Eğitim maceram 1996 senesinde Unilever ‘den L’Oréal firmasına transfer olmam ile daha çok üzerimde oturmaya başladı. 1996 senesinde Maybelline lansmanı için L’Oréal’e transfer oldum. 4 sene L’Oréal Paris markasının marketlerde bulunan bütün uzmanlarının eğitimleri ve yönetiminden sorumluydum. Daha sonra da saç boyalarının ürün müdürlüğünü yaptım. Pazarlama departmanındaki ürün müdürlüğü pozisyonundan sonra 2000 senesinde L’Oréal Professionnel ürünler bölümüne transfer oldum. Orada da görevim bugüne kadar öğrenmiş olduğum satış ve hizmet anlayışını kuaförlük sektörüne uygulayabilmekti. Kuaförlük sektörüne eğitimin ne kadar güçlü olabileceğini, eğitim ile neleri değiştirebileceğimizi görmekti.

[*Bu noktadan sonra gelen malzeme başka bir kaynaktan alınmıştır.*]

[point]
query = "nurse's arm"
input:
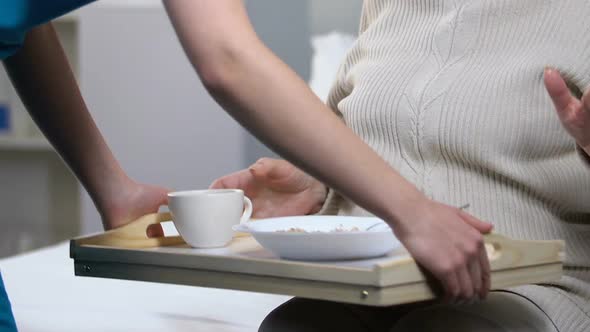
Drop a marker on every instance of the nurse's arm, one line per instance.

Kuaförlük sektörüne 2000 senesinde girdim. 2016 senesine kadar L’Oréal Professionnel ürünler bölümünde yönetim kurulunda bulundum. Aynı zamanda da L’Oréal Professionnel markasının teknik, artistik ve işletmecilik içeren bütün eğitimlerinden sorumluydum. Organizasyonlardan sorumlu ekibin başındaydım.
Look Out Danışmanlık ve Dışgöz Hizmetlerini biraz anlatır mısınız? Geri dönüşler nasıl? Salonlara ne kazandırıyorsunuz?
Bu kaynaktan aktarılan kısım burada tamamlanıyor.